A while ago my brother and I had a conversation about science fiction and fantasy. We were trying to figure out where comic books fell, and ended up having to define the two categories first. This is a debate that I'm hoping to get into again sometime, for I'm still not absolutely sure of my position. But I am convinced that, even though Superheroes like Spiderman use science to gain their powers and make their gadgets, comic books function as fantasy. This conviction does not come from any sort of ridiculing of the science found within their colorful pages, but from the focus on the hero and the hero's place in the world. Fantasy, after all, usually revolves around some sort of unlikely hero who is good and just, and able, surprisingly enough, to conquer the powerful evil that threatens his world. Harry Potter certainly fulfills this, as do Frodo and Garion and so many other protagonist that have been inked into this world. Fantasy loves to see the struggle between good and evil, and it loves to let good win out.
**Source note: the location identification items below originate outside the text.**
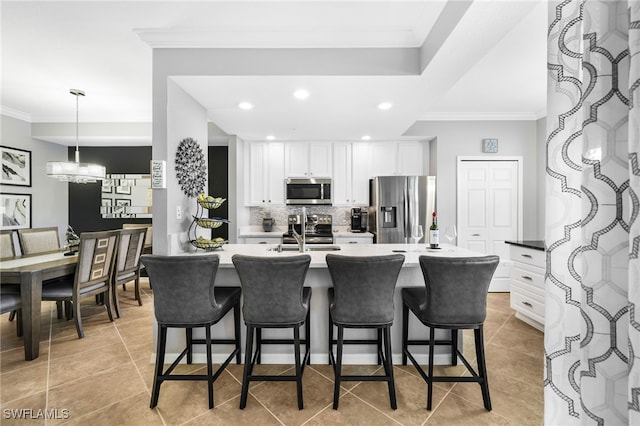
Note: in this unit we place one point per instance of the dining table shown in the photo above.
(30, 271)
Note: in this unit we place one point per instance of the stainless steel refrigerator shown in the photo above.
(398, 204)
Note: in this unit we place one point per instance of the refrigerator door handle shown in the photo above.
(408, 211)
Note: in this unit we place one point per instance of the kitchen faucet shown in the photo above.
(300, 239)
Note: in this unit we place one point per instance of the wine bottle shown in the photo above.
(434, 233)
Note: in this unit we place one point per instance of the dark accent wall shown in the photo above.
(85, 199)
(219, 186)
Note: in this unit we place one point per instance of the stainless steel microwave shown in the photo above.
(308, 191)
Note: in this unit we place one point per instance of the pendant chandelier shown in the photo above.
(75, 172)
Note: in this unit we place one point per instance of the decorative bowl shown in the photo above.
(213, 204)
(210, 223)
(208, 244)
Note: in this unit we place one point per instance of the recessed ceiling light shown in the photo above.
(301, 94)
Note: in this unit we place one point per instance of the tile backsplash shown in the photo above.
(341, 215)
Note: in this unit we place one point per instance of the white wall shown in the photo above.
(49, 197)
(456, 138)
(541, 130)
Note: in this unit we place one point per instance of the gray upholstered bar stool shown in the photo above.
(454, 298)
(184, 296)
(362, 297)
(274, 297)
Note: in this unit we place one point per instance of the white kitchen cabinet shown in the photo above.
(350, 183)
(263, 240)
(384, 158)
(397, 158)
(265, 166)
(527, 284)
(410, 159)
(308, 159)
(365, 238)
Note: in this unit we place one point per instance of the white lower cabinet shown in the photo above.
(262, 240)
(353, 239)
(527, 284)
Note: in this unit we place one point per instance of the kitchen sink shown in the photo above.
(309, 248)
(323, 248)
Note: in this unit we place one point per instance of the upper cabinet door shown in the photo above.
(320, 159)
(342, 175)
(384, 158)
(308, 159)
(297, 159)
(275, 192)
(265, 169)
(410, 159)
Science fiction has always seem colder and more calculating. It should, I suppose, for it is not about the individual as much as it is about society. Keeping in mind that this is a unpolished generalization, think of the great classics. Asimov's I Robot, for instance, which questions how man would respond to artificial intelligence. The series, too, provides a plot that seems almost like a canvas on which to display different ways of living so that we can better discover how we should live. Even Ender's Game, which has a hero of sorts, is presented more as a social experiment than an excuse to talk about anti-gravity and aliens. It is how Ender's government reacts to certain events, how Ender's siblings use politics to manipulate the nation's leaders, even how a person, perhaps you or me or a super smart child, might react if they were taken up into space to learn war.
Anyway, like I said, I haven't really thought through it all yet, but I read a book over Thanksgiving that brought the conversation to my mind. It was the second imager book, and I was enjoying the complexity of the world the author had created, and thinking how much more I knew about this fictional world's politics than my own, when it struck me. Imager is science fiction. Even though it is set in a different universe, and not on an Earth a thousand years from now, or some alien home world only recently discovered; even though the bad guys use poison and guns to attack the good guys, and people travel on wooden ships and trains; even though it's main character is certainly a hero, one with magical powers no less; despite all these things, it is Science Fiction. It is Science fiction because it is about societies. It's not about good conquering evil, it's about how things are tied together and what would happen if they were tied a little differently. The former is why science fiction is called science fiction and not social fiction (jeepers, that sounds frightful doesn't it?) – the "how things work" attitude of science is directly transfered to people. The latter is the "what if" of scifi – what if people were telepathic? or if the government could track us? or what if there was a world somewhere where some people had strange powers but most didn't? Wouldn't the people with these powers need to find a balance between respect and fear with the rest of the world? Wouldn't they have to be careful in how they effected politics?